Here's my little Sam from last year. I also made one for my secret reaper last year. I think I'm going to rework his hood. It needs to be rounder. I found the little red sleepers at the thrift store for about $3.00. They are a size four. He's about three foot tall.


----------



## My CReePY Garage (Jun 7, 2010)

Turn that frown upside down!


----------



## Devils Chariot (May 23, 2007)

The hands creep me out! Nice work scareme!


----------



## kprimm (Mar 14, 2009)

Good job , I love the sam character. Trick r treat was a great movie.


----------



## Uruk-Hai (Nov 4, 2006)

Looks great!! Maybe dirty up the jammies/hood a bit?


----------



## scareme (Aug 29, 2006)

I like the patches Haunti used. I might try something like that. And I forgot all about the bag, not that it mattered, since noone had seen the movie. I asked people all night, and not one person I talked to had seen the movie.


----------



## MommaMoose (May 15, 2010)

scareme said:


> And I forgot all about the bag, not that it mattered, since noone had seen the movie. I asked people all night, and not one person I talked to had seen the movie.

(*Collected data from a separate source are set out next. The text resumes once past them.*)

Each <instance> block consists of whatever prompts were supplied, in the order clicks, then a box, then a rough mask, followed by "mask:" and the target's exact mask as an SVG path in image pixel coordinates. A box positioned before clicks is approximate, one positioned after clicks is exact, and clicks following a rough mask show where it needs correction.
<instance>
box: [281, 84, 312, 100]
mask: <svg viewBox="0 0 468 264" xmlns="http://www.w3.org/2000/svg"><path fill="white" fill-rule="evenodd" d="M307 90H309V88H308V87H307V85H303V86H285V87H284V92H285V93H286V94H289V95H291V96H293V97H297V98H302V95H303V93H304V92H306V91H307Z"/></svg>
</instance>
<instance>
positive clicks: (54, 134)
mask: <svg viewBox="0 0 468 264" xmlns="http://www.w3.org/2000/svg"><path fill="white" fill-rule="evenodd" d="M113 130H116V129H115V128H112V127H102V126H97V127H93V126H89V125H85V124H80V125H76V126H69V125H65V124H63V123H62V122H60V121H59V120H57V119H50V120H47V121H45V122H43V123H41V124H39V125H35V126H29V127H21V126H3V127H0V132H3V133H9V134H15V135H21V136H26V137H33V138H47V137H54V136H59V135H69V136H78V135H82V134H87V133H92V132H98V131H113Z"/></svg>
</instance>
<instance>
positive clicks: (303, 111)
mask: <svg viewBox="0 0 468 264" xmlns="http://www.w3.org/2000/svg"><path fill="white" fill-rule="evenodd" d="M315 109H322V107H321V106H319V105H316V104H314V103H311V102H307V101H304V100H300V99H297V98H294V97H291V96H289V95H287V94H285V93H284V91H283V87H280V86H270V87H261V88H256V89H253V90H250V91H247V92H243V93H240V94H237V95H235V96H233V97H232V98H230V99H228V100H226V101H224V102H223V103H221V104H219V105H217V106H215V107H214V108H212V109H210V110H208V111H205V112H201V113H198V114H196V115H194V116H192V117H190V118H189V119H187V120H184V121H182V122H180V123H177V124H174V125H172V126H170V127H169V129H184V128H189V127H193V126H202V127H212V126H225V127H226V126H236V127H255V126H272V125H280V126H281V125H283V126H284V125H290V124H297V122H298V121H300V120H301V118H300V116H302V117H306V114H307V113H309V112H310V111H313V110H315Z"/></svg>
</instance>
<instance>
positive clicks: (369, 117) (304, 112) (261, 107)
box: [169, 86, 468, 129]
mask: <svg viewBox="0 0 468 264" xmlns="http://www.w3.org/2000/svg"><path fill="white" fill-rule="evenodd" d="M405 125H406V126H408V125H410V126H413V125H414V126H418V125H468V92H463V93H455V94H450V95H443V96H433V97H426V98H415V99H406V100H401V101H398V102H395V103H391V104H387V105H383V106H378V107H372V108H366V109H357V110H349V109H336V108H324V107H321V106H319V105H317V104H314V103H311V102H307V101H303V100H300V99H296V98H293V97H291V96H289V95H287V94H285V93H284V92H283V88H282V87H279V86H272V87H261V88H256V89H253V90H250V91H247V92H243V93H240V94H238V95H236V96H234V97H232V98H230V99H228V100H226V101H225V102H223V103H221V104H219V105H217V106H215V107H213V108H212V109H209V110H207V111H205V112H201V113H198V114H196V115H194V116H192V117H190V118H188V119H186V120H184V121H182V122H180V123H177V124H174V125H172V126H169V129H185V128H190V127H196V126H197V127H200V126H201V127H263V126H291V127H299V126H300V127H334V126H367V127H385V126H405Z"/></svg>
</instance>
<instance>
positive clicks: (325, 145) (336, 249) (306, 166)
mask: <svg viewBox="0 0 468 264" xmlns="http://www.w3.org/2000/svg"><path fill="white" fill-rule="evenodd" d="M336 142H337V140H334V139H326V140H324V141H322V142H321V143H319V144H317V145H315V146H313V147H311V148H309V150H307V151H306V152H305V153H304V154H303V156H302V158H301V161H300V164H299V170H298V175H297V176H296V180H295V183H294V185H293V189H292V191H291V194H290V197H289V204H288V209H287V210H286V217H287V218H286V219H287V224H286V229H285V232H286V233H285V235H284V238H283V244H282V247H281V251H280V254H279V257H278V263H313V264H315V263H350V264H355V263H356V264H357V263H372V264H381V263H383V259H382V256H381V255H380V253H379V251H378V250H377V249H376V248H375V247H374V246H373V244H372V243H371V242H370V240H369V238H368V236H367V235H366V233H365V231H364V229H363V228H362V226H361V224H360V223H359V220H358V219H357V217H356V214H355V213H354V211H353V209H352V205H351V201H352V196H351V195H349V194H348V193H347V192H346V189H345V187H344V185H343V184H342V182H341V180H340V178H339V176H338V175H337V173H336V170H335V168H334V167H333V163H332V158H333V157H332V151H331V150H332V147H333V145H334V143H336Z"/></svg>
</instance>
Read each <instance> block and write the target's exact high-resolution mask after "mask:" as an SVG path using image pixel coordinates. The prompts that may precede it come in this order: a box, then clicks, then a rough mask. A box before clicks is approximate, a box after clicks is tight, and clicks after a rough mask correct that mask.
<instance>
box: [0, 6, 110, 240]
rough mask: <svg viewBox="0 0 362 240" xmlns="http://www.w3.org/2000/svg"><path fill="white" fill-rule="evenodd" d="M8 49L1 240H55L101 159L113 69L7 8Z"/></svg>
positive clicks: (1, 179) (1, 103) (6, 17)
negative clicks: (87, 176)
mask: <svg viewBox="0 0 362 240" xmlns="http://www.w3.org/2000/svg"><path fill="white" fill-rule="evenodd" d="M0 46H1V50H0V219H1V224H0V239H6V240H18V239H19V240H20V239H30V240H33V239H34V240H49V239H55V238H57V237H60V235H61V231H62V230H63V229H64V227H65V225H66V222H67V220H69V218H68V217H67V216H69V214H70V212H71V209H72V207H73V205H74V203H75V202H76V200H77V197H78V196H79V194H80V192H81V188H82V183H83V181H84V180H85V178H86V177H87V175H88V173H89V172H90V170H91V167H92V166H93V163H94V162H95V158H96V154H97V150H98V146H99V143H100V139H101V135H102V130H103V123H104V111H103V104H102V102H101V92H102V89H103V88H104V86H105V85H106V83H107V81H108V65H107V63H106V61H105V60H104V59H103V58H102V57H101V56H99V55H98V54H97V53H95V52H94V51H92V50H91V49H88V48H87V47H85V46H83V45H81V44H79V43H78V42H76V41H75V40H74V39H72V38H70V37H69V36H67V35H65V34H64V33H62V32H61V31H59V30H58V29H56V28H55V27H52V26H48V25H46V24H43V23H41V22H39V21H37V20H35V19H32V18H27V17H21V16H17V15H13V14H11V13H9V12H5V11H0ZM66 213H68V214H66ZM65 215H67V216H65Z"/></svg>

I know the feeling. I was planning on making one for our corn maze but no one has even heard of the movie. So disappointing. Might just make one anyway.:tonguekin:


----------



## nixie (Sep 17, 2008)

Devils Chariot said:


> The hands creep me out! Nice work scareme!


Ditto.


----------



## morbidmike (Sep 11, 2009)

I really like the lil sam scareme great job


----------



## datura (May 11, 2010)

I was planning to do one last year too but ran out of time (I guess we all know this feeling....aaargh) You did a great job, it's really creepy, especially those hands....


----------



## hpropman (Jul 27, 2008)

A little bitty Sam very cool


----------



## Haunted Bayou (Feb 16, 2007)

oh those hands are oh so creepy...doll hands I am guessing? Genius.


----------



## halloween71 (Aug 9, 2007)

Great job!I love that movie.


----------



## Joiseygal (Sep 3, 2008)

Great Job Scareme. Even if people didn't see the movie it stills makes a great prop.


----------



## spideranne (Jul 17, 2006)

Creepy is just the right word. Great job.


----------



## fick209 (Aug 31, 2009)

I agree with Joiseygal, doesn't matter if people don't know who he his, he still makes a great prop. Nice work scareme, he looks great.


----------



## DeathTouch (Sep 6, 2005)

That is what I did with mine.(sad face) I couldn't find the hands so I made mittens.


----------



## The Watcher (Sep 13, 2008)

I agree with the others. I saw those hands, I was thinking there is a kid in there.


----------



## cerinad (Jun 23, 2008)

Wow. I love these guys. I watched the movie last year after ToT. Great job!


----------



## Glockink (Jun 28, 2010)

great movie....cool prop!


----------